The Republic of Ireland U17s have progressed into the quarter-final of the EURO U17, where they will play Spain.
Colin O’Brien’s side have impressed with solid wins over Wales and Hungary but suffered a thrashing at the hands of Poland.
Speaking on Football Saturday, the Irish Independent’s Dan McDonnell began to preview the Republic of Ireland’s match versus Spain in the EURO U17 competition.
“Mason Melia, he's the youngest ever player to play for St. Patrick's Athletic, which is obviously an achievement,” said McDonnell. “But the Spanish team tonight has Lamine Yamal, the youngest ever player to play for Barcelona, who at the age of fifteen played for Barcelona last month.”
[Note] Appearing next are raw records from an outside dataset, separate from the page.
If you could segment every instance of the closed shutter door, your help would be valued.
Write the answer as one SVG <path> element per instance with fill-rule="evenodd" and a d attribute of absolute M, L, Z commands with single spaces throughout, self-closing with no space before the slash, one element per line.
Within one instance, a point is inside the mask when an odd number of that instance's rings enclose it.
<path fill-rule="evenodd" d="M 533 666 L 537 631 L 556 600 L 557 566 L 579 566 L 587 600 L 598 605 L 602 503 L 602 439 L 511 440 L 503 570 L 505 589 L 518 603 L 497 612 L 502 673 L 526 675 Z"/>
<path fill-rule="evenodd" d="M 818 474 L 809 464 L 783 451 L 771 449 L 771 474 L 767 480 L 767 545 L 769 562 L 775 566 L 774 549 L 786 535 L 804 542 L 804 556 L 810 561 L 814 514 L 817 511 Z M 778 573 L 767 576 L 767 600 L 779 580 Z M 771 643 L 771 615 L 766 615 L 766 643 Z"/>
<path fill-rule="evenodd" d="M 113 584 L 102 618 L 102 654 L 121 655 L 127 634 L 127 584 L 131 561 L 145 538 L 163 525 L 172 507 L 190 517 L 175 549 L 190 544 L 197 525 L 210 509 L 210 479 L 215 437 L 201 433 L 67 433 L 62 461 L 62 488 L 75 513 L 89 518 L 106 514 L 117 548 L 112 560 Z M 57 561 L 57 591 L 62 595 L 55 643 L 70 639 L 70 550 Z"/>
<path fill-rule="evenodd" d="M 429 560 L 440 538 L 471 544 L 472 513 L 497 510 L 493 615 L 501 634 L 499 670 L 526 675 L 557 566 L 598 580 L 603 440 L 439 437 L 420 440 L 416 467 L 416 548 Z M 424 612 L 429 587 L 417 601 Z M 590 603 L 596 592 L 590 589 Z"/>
“So, I mean, Mason Media, huge achievement to play for Pats at that age. But you're up against Spain, who have a fifteen-year-old playing for Barcelona, and that actually is part of a probably reflective uptrend in football generally that clubs are trying players younger for whatever reason.”
“People remember Wayne Roney come along at sixteen, but a lot of these records now for, like, youngest players are being challenged and Ireland have a very young squad at this tournament. But Spain, for all its 50 million population, they have incredible budgets. They're still chucking out a fifteen-year-old who can play for Barcelona now. So that shows what you're competing against.”
Former Republic of Ireland striker David Connolly then discussed how he thinks the senior and U21 sides should be more interconnected.
“If you look at how Spain have gone about their talent pool of youth and how they use them, how they use them is like the example to the world,” said Connolly. “So a lot of their younger age lads who were coming through, who then played for the 21s, played in the senior side, came U21s and won everything, then stepped back up to the senior side.”
“Now, with the Republic of Ireland, I don't know whether that would necessarily happen, but it's a kind of cultural thing because just because you've now progressed past that 21. So my point being, I think Spain treats the younger age groups with the utmost respect to get the most out of those players, and then they then use them to come back and enhance those age groups, even if they are beyond that. De Gea came back down, Juan Mata came back down to the younger age groups and they went and won tournaments.
“Culturally, you want these lads not to think, right, I want to jump to the senior squad, and then I've left them behind or the U21s behind because you want it to be it's an inbuilt kind of culture that you want to go and win things and you want to drop back. You want to help those younger age groups if you can still play for them.”